Protest gegen Sparkasse RHEINPFALZ Plus Artikel Heltersberger Sparkassen-Kompromiss: Demonstranten sehen Teilerfolg

Am Freitag zogen die Demonstranten zur Hauptgeschäftsstelle der Sparkasse in Pirmasens. Die Demo diese Woche vor der Kreisverwal
Am Freitag zogen die Demonstranten zur Hauptgeschäftsstelle der Sparkasse in Pirmasens. Die Demo diese Woche vor der Kreisverwaltung fällt aus.

Von einem Teilerfolg spricht Wolfgang Vatter beim Kompromiss zur Heltersberger Sparkasse. Vatter hat zusammen mit Egbert Besier und Peter Jochum die Proteste der vergangenen Wochen zum Erhalt des Geldautomaten im Dorf organisiert. Wegen der möglichen Lösung, die Landrätin Susanne Ganster am Dienstag präsentiert hatte, fällt die nächste Demo am Freitag aus.

Vor der Kreisverwaltung in Pirmasens wollten Bewohner der Holzlandgemeinden Heltersberg, Schmalenberg und Geiselberg am Freitag demonstrieren. Die Aktion sollte die Proteste der vergangenen Wochen vor der Sparkassen-Filiale in Waldfischbach-Burgalben (mit der der Heltersberger Standort im April zusammengelegt wird) und vor der Hauptgeschäftsstelle in Pirmasens ergänzen. Landrätin Ganster hat die erneute Demo verhindert, indem sie den erbosten Bürgern am Dienstag einen Kompromissvorschlag unterbreitete: Geldautomat und SB-Terminal der Sparkasse sollen zwei weitere Jahre in Heltersberg bleiben. Danach wird bewertet, wie viele das Angebot genutzt haben. Gansters Vorschlag muss Ende März noch die Zustimmung des Verwaltungsrats der Sparkasse finden, dem die Landrätin vorsitzt.

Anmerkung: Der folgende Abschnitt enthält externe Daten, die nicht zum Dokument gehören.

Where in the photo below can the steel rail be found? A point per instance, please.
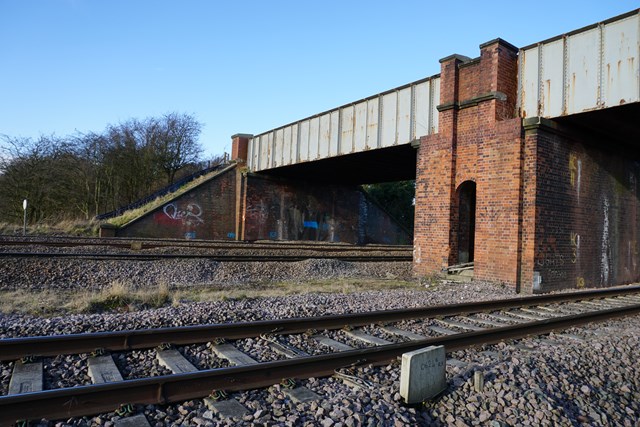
(202, 244)
(53, 345)
(92, 399)
(213, 257)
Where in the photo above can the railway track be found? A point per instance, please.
(147, 243)
(212, 257)
(387, 335)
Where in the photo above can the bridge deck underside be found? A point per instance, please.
(617, 128)
(382, 165)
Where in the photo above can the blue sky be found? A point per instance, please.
(247, 66)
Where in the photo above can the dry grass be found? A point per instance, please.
(78, 227)
(130, 215)
(122, 297)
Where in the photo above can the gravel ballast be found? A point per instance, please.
(550, 380)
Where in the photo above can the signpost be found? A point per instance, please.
(24, 223)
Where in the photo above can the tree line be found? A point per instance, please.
(82, 175)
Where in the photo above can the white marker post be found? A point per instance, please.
(24, 222)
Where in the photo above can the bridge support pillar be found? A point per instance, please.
(480, 140)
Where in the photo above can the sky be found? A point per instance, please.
(77, 66)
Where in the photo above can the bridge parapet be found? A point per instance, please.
(395, 117)
(591, 68)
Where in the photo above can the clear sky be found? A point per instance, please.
(246, 66)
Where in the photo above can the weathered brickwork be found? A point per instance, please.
(286, 210)
(236, 205)
(553, 209)
(479, 140)
(587, 212)
(206, 212)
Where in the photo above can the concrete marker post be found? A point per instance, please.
(423, 374)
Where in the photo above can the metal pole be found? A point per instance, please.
(24, 222)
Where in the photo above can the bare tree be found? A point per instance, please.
(175, 139)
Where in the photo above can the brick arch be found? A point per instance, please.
(465, 222)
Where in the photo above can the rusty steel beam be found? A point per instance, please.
(93, 399)
(15, 348)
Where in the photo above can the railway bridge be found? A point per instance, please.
(526, 159)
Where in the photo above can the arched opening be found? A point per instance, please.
(466, 221)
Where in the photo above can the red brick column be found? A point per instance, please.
(479, 139)
(435, 178)
(240, 147)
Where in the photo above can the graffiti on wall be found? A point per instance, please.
(187, 215)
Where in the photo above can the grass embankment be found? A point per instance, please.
(82, 228)
(121, 297)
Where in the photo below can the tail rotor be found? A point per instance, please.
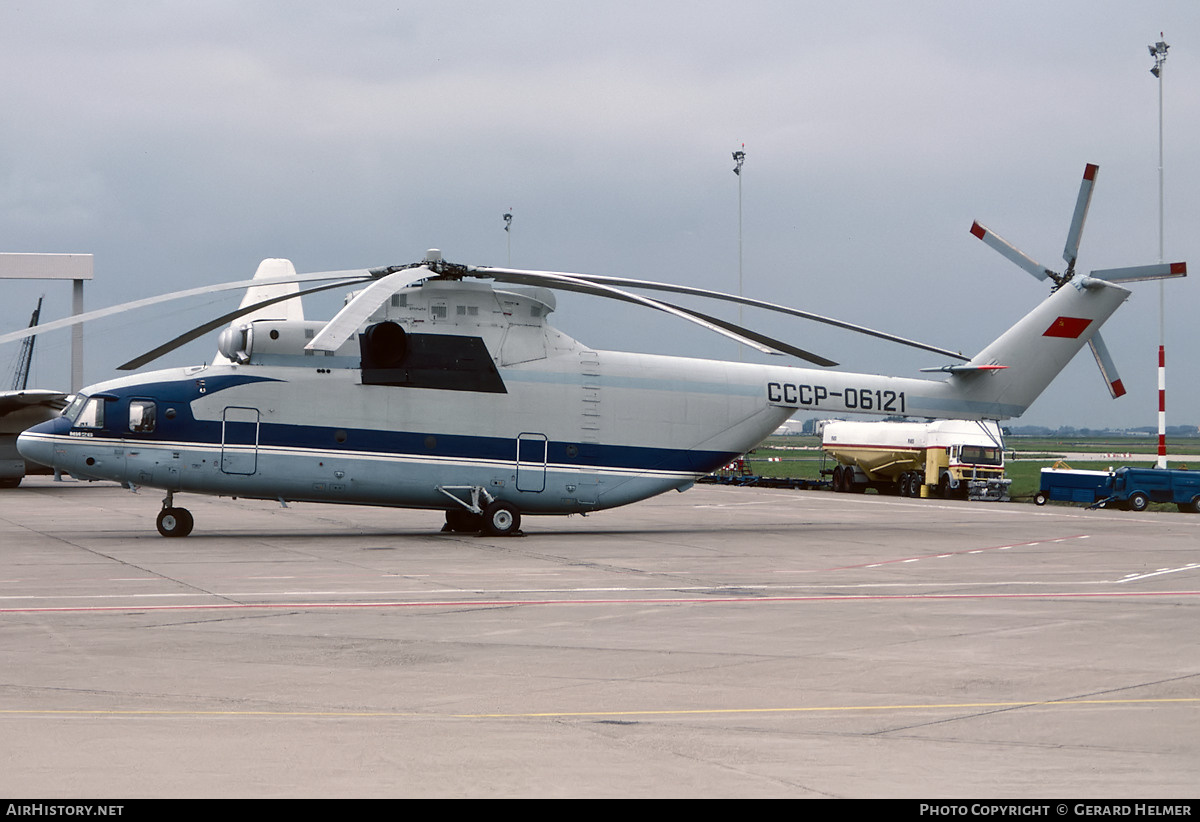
(1069, 255)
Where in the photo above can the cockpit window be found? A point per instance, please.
(93, 414)
(142, 415)
(72, 411)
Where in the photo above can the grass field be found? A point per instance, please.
(802, 457)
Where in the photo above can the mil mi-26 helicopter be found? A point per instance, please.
(443, 387)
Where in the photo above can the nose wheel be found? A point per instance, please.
(174, 521)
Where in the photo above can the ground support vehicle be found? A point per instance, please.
(1073, 486)
(1135, 489)
(954, 459)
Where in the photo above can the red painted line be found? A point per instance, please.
(658, 600)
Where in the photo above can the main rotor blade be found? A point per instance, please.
(1108, 366)
(211, 325)
(778, 345)
(351, 275)
(570, 282)
(729, 298)
(1071, 252)
(1138, 273)
(1011, 251)
(347, 321)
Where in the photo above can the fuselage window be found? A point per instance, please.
(142, 415)
(93, 415)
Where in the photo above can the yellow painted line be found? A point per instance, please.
(693, 712)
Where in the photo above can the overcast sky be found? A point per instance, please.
(181, 143)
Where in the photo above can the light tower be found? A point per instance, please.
(1158, 51)
(739, 157)
(508, 232)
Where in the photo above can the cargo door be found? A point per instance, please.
(239, 441)
(532, 453)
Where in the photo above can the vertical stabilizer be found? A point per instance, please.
(1041, 345)
(288, 310)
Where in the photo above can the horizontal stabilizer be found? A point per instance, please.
(964, 369)
(1139, 273)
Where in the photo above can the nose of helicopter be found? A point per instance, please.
(35, 445)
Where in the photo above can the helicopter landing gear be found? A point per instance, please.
(174, 521)
(462, 521)
(484, 513)
(502, 520)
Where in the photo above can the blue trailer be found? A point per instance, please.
(1073, 486)
(1134, 489)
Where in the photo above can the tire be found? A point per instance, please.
(502, 520)
(174, 522)
(462, 521)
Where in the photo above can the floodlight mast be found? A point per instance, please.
(508, 232)
(739, 157)
(1158, 51)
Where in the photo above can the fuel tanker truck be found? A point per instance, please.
(953, 459)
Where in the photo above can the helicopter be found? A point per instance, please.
(443, 387)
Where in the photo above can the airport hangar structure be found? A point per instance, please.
(76, 268)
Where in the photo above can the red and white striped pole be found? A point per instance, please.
(1158, 51)
(1162, 406)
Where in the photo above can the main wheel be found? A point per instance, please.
(174, 522)
(502, 519)
(462, 521)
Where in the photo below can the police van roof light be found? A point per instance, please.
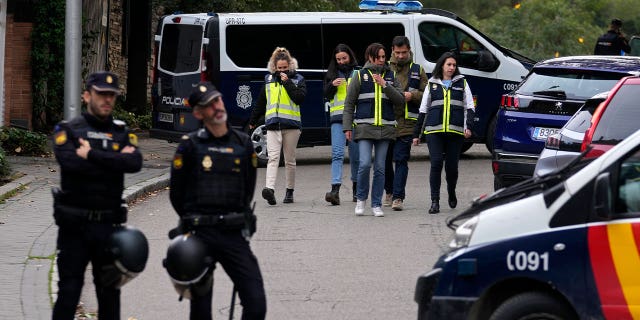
(390, 5)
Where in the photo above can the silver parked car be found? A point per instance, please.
(563, 146)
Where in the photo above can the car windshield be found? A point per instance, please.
(567, 84)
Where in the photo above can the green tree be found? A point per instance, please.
(541, 29)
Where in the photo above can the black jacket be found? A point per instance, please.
(213, 175)
(98, 181)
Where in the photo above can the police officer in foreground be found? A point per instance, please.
(613, 42)
(94, 152)
(213, 179)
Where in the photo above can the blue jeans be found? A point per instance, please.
(338, 141)
(379, 148)
(401, 153)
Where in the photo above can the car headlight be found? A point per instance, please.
(463, 234)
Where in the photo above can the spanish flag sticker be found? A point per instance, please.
(133, 139)
(60, 137)
(177, 161)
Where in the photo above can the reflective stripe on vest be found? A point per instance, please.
(447, 99)
(411, 109)
(280, 108)
(337, 103)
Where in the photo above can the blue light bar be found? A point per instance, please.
(390, 5)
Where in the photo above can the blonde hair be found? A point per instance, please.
(281, 53)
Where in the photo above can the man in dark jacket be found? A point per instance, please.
(412, 80)
(213, 178)
(613, 42)
(94, 152)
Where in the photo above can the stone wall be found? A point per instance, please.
(116, 62)
(17, 74)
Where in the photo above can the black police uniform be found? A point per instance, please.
(88, 208)
(212, 184)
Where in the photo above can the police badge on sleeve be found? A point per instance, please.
(243, 98)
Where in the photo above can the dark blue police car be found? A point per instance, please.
(543, 102)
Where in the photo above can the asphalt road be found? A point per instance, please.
(318, 261)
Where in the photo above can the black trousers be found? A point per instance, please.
(233, 252)
(444, 147)
(77, 245)
(389, 173)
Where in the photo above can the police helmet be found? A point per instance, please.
(189, 266)
(128, 250)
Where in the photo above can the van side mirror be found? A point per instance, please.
(602, 196)
(486, 61)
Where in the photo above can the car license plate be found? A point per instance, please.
(165, 117)
(540, 133)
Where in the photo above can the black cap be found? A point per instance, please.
(203, 93)
(616, 22)
(103, 81)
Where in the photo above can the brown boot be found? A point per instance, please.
(333, 196)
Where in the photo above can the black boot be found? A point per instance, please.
(288, 197)
(453, 200)
(355, 185)
(435, 206)
(268, 194)
(333, 196)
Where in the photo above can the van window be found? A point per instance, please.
(629, 185)
(438, 38)
(358, 36)
(181, 47)
(620, 119)
(250, 46)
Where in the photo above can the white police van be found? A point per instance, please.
(232, 50)
(562, 246)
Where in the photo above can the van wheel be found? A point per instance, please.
(466, 146)
(533, 305)
(259, 140)
(491, 133)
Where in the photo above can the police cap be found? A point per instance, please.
(103, 81)
(616, 22)
(203, 93)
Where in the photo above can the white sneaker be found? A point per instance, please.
(387, 200)
(360, 207)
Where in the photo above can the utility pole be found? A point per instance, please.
(72, 58)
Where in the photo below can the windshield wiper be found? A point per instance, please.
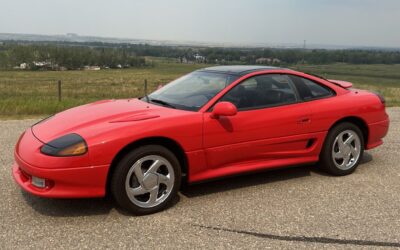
(164, 103)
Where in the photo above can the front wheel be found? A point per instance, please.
(343, 149)
(146, 180)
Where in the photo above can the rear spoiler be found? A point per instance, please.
(342, 84)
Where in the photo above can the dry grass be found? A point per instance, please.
(27, 93)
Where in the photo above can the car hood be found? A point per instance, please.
(86, 119)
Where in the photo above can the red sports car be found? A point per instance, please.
(213, 122)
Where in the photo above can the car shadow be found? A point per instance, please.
(101, 206)
(68, 207)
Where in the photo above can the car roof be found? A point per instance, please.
(240, 70)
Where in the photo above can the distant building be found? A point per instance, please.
(267, 60)
(199, 58)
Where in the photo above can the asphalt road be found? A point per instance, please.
(298, 208)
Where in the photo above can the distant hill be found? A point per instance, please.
(72, 37)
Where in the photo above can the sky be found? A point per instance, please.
(327, 22)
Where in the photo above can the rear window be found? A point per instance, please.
(310, 90)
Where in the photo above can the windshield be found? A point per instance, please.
(191, 91)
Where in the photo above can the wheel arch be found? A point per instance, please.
(169, 143)
(359, 122)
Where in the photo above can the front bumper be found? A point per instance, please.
(64, 182)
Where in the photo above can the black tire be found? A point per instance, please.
(119, 177)
(326, 158)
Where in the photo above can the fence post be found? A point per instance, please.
(59, 90)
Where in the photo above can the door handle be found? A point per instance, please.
(304, 120)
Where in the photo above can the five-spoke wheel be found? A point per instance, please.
(146, 179)
(150, 181)
(343, 149)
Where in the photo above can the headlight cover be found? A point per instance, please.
(67, 145)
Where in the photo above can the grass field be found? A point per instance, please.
(30, 93)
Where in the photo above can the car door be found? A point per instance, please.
(270, 123)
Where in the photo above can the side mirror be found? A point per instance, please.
(223, 109)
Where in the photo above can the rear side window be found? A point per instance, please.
(310, 90)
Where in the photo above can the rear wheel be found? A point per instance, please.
(343, 149)
(146, 180)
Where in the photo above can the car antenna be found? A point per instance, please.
(145, 90)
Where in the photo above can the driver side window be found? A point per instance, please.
(262, 91)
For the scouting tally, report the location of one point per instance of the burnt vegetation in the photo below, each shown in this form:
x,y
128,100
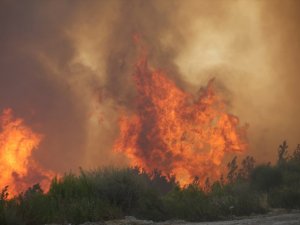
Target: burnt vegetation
x,y
112,193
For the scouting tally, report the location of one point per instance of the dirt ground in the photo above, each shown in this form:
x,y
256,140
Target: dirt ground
x,y
282,218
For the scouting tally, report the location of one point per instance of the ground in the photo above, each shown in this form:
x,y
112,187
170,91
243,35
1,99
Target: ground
x,y
274,218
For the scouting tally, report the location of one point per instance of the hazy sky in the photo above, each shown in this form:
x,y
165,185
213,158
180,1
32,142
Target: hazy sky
x,y
65,67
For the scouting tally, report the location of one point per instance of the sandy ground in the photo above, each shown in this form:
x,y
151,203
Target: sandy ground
x,y
292,218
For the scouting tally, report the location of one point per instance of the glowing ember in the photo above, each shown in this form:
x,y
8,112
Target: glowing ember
x,y
17,142
176,132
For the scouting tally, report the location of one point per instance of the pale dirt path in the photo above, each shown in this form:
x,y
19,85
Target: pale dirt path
x,y
268,219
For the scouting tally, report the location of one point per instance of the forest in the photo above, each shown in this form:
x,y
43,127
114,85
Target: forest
x,y
112,193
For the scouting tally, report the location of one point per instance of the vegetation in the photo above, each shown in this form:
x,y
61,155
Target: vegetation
x,y
112,193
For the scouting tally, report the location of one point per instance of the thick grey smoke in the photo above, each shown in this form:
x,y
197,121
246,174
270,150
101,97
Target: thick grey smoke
x,y
65,67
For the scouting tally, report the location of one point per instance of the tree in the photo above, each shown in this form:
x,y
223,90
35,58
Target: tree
x,y
232,168
247,167
282,153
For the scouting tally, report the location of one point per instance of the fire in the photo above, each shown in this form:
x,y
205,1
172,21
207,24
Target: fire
x,y
17,143
176,132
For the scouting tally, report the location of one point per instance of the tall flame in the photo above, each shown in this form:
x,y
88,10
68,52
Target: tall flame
x,y
18,169
175,132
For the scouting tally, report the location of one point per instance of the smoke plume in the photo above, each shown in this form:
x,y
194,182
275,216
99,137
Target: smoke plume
x,y
66,67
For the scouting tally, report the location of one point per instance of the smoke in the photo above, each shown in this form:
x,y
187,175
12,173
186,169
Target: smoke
x,y
66,67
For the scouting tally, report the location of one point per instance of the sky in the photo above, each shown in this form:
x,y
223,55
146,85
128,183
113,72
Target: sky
x,y
65,68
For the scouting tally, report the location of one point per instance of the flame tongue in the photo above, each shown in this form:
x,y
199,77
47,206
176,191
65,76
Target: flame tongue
x,y
176,133
18,169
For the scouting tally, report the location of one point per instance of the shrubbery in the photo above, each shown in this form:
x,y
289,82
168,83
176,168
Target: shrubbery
x,y
112,193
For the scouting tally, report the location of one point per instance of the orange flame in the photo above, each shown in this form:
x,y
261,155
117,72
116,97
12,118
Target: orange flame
x,y
176,132
18,169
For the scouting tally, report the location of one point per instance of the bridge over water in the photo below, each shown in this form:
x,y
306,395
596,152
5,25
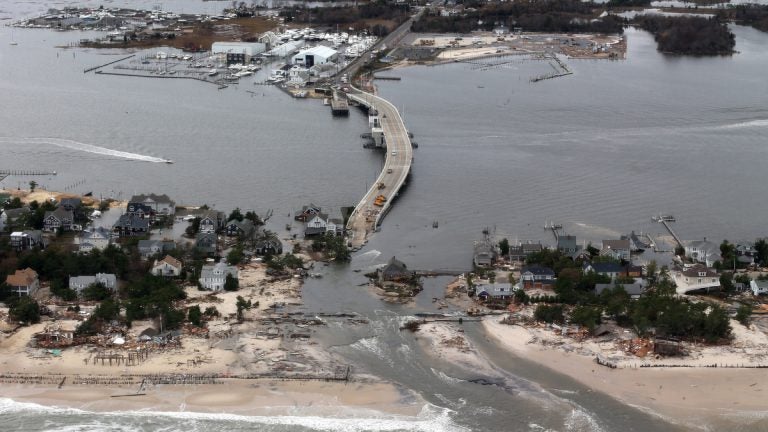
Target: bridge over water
x,y
367,216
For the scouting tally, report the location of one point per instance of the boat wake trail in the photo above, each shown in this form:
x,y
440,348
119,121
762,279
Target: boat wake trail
x,y
88,148
747,124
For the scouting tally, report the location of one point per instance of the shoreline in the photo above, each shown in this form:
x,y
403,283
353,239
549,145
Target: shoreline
x,y
233,396
693,397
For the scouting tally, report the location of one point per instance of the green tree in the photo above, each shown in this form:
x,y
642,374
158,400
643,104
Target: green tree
x,y
194,315
586,316
236,215
242,305
235,256
25,310
744,314
550,313
96,292
504,247
231,283
761,252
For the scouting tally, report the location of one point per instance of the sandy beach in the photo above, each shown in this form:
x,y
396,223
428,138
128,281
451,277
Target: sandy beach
x,y
233,396
694,396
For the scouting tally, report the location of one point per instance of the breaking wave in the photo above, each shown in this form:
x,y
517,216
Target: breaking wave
x,y
430,418
87,148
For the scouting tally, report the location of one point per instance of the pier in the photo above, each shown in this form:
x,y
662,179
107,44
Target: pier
x,y
371,210
6,173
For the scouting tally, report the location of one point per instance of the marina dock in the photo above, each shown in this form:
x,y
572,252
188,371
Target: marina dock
x,y
371,210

Für die Holzlandbewohner sei der Kompromiss nicht ganz, was sie sich gewünscht haben. Zu sagen, sie seien „zufrieden, wäre übertrieben, damit können wir aber leben“, meinte Vatter. Man befürchte, nach den anvisierten zwei Jahren werde der Standort doch ganz geschlossen. „Zehn Jahre wären uns lieber gewesen.“ Der Vorschlag der Landrätin sei eine Überraschung gewesen: „Damit haben wir nicht gerechnet.“

„Hoffe, dass der eine oder andere aufwacht“

Fraglich sei, wie andere Gemeinden in der Südwestpfalz, die ebenfalls ihre Sparkassen-Filiale verlieren sollen, nun auf die Entwicklung im Holzland reagieren. Ganster hat betont, dass der Heltersberger Kompromiss ein Einzelfall bleiben soll. Dennoch ist denkbar, dass sich auch in anderen Orten Widerstand regt. „Ich hoffe, dass in einzelnen Gemeinden der eine oder andere aufwacht“, sagt Vatter dazu. Dabei gehe es ihm nicht nur um die Sparkasse: Vielmehr müssten sich die Südwestpfälzer lautstark für den Erhalt der Infrastruktur in den Dörfern einsetzen. Wenn der Protest der Holzlandgemeinden für andere Anstoß wird, den Wegfall von Infrastruktur in ihren Gemeinden nicht klaglos hinzunehmen, sei er zufrieden, meint der Heltersberger.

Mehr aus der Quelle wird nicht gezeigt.